Но упрямого старика было не переспорить, потому Санджи дожидался вечера, брал сендвич и книгу по кулинарии и шел на заброшенный стадион. Там было место с обвалившимися трибунами, все в высокой траве. Он забирался на высокую балку, жевал сендвич и смотрел на закат, «социализировался». Все равно Зефф слишком занят в вечерние часы, чтобы его разоблачить, будет знать, как брать под опеку такого лгуна, как Санджи.
Иногда он приходил, когда прошлогодняя команда мальчишек еще играла на поле. Иногда там был Ичиджи, ничего не развалилось без Санджи, он прекрасно ими заправлял и без него. Пропажа Санджи из дома ничего не поменяла в жизни братьев. Потому Санджи старался приходить попозже, когда никого уже нет, но чтобы успеть увидеть закат.
А еще то, как красивая темноволосая девочка чуть постарше бегает по стадиону кругами, подгоняя своего младшего брата. У того были смешные зеленые волосы, вот все, что о нем помнил Санджи, потому что все время только и смотрел на невероятно красивую девочку.

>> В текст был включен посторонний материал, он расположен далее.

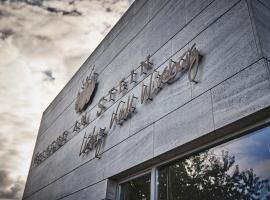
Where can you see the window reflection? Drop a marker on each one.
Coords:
(136, 189)
(239, 169)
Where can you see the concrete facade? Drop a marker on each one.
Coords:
(233, 91)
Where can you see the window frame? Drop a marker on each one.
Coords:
(221, 140)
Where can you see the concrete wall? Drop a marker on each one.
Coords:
(234, 82)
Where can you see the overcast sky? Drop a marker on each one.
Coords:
(42, 44)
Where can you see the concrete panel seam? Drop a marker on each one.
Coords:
(263, 4)
(147, 126)
(158, 50)
(254, 27)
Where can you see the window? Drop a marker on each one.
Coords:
(236, 170)
(239, 169)
(136, 189)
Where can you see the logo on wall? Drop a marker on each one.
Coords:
(85, 94)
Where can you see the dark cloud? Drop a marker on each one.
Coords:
(73, 12)
(40, 3)
(5, 33)
(10, 188)
(48, 74)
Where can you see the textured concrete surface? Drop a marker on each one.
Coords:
(233, 83)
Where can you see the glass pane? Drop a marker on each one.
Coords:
(237, 170)
(136, 189)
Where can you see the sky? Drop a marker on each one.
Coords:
(42, 44)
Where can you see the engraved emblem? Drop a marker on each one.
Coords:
(85, 93)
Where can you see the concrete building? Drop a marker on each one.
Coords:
(173, 104)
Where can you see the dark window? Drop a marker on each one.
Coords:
(236, 170)
(136, 189)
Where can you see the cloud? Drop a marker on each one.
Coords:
(48, 74)
(5, 33)
(10, 188)
(43, 43)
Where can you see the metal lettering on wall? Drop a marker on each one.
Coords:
(187, 63)
(86, 91)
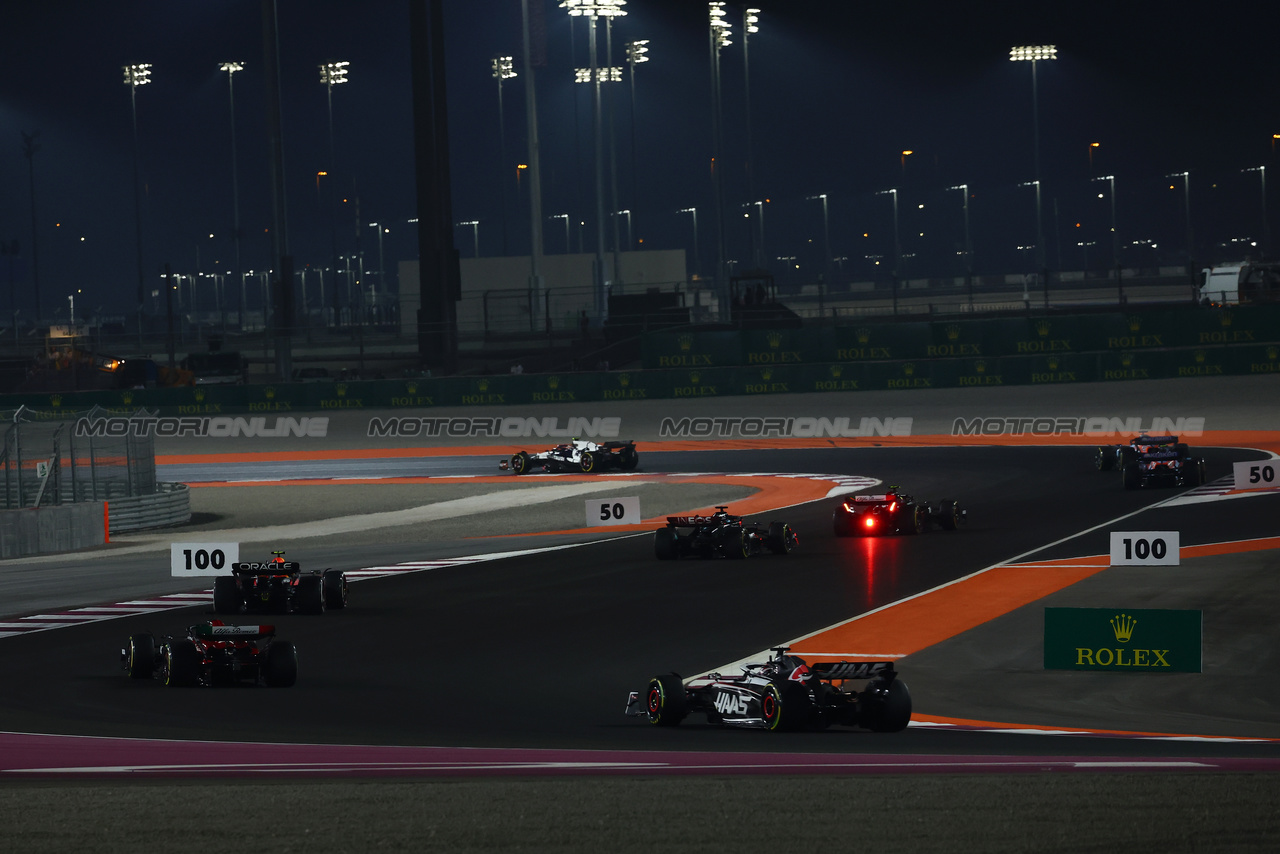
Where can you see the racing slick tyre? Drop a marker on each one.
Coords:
(519, 462)
(1130, 476)
(227, 598)
(886, 709)
(666, 702)
(280, 668)
(664, 544)
(781, 539)
(334, 589)
(785, 707)
(181, 663)
(310, 597)
(142, 656)
(949, 515)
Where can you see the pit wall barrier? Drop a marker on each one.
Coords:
(60, 528)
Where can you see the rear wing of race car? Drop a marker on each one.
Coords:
(209, 631)
(840, 670)
(266, 567)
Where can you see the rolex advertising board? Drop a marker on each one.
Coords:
(1123, 639)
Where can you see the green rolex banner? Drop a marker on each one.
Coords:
(1123, 639)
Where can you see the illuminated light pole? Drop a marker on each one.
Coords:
(136, 76)
(333, 74)
(475, 232)
(897, 246)
(1115, 236)
(231, 68)
(826, 250)
(1266, 229)
(636, 54)
(565, 217)
(698, 266)
(718, 33)
(503, 69)
(1034, 54)
(593, 10)
(968, 246)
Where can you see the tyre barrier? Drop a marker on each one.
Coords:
(168, 505)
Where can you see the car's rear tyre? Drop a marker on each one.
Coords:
(781, 539)
(886, 709)
(666, 702)
(1130, 476)
(181, 663)
(309, 597)
(142, 656)
(519, 462)
(227, 598)
(785, 707)
(280, 667)
(664, 544)
(334, 589)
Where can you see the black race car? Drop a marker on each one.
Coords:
(782, 693)
(278, 587)
(721, 535)
(213, 653)
(577, 456)
(1152, 461)
(895, 512)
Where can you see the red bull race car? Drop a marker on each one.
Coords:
(213, 653)
(721, 535)
(895, 512)
(577, 456)
(1152, 461)
(784, 693)
(278, 587)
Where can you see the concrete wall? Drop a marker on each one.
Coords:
(42, 530)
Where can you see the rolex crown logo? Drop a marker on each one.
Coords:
(1123, 625)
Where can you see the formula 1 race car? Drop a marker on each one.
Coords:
(577, 456)
(1152, 461)
(782, 693)
(895, 512)
(721, 535)
(279, 587)
(213, 653)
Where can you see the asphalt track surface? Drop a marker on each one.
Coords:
(538, 652)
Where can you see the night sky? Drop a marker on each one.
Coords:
(837, 91)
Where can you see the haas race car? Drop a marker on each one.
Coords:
(1152, 461)
(213, 653)
(577, 456)
(721, 535)
(782, 693)
(895, 512)
(278, 587)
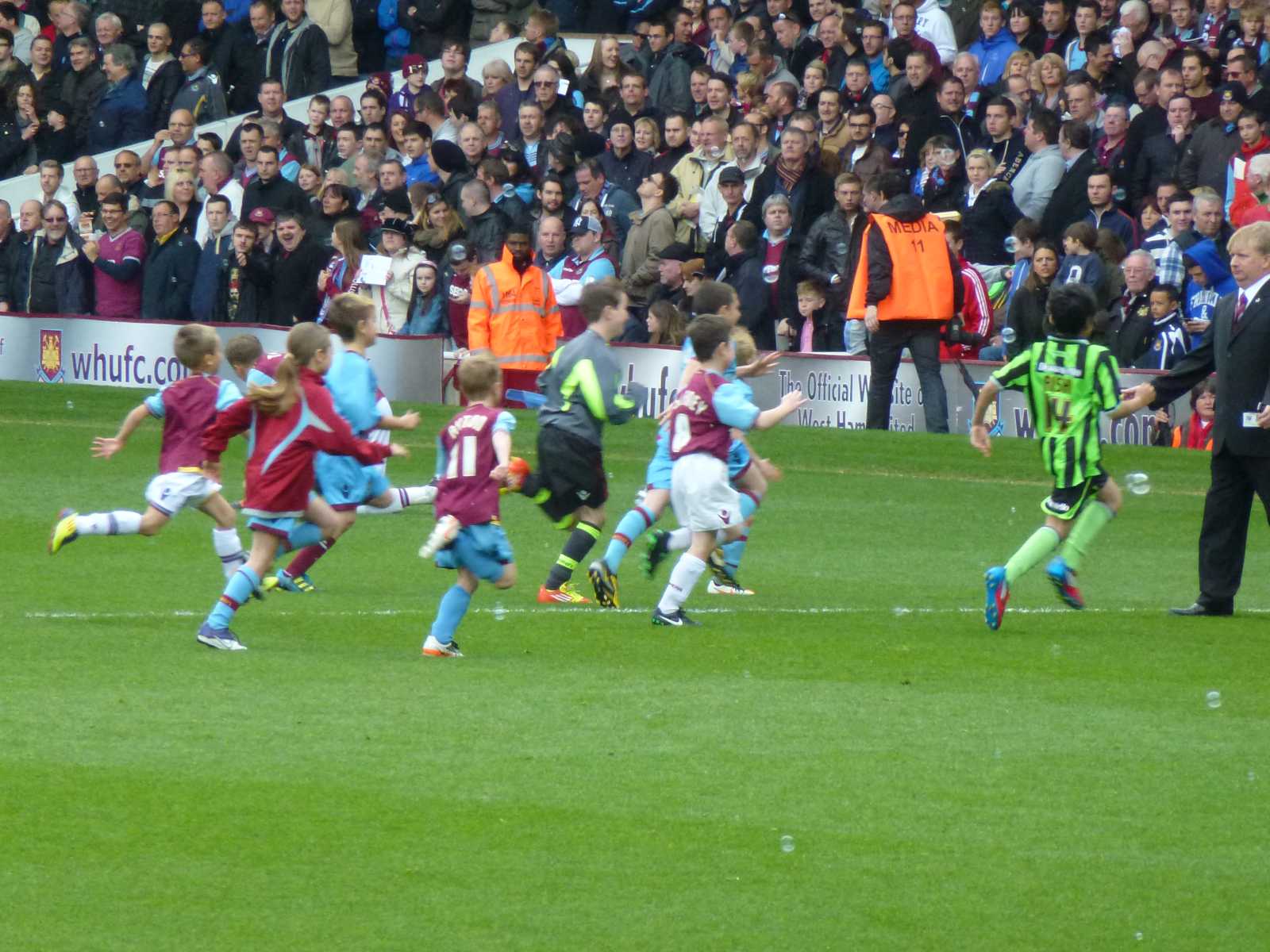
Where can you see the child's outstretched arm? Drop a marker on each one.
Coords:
(106, 447)
(978, 432)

Она смеялась и заставлял брата прыгать и делать отжимания.
Санджи думал, что будет здорово сделать вкусный коктейль и предложить его парочке, когда они сделают свои привычные пятнадцать кругов. Так он сможет узнать ее имя и они подружатся! Он даже бегать с ними будет, если надо.
Он думал так, пока в один день не застал снова задержавшуюся команду дворовых бейсболистов, которой понукал Ичиджи. И девочка с братом тоже ее застали. Санджи весь поджался, как птица, на своей жердочке, подался вперед, всматриваясь.
Девочка улыбалась Ичиджи и ласково подталкивала своего брата в спину, чтобы он поиграл со всеми. Ичиджи замер, оценивающе осматривая новеньких… и кивнул, и ребята присоединились к игре. Больше Санджи не делал никаких коктейлей и старался приходить на стадион попозже.
Новых друзей он осмелился завести только в старшей школе. А потом появилась Виола, его первые отношения, и в какой-то момент, издалека, ему даже казалось, что Виола — та самая далекая девочка со стадиона, к которой тот так и не решился подойти.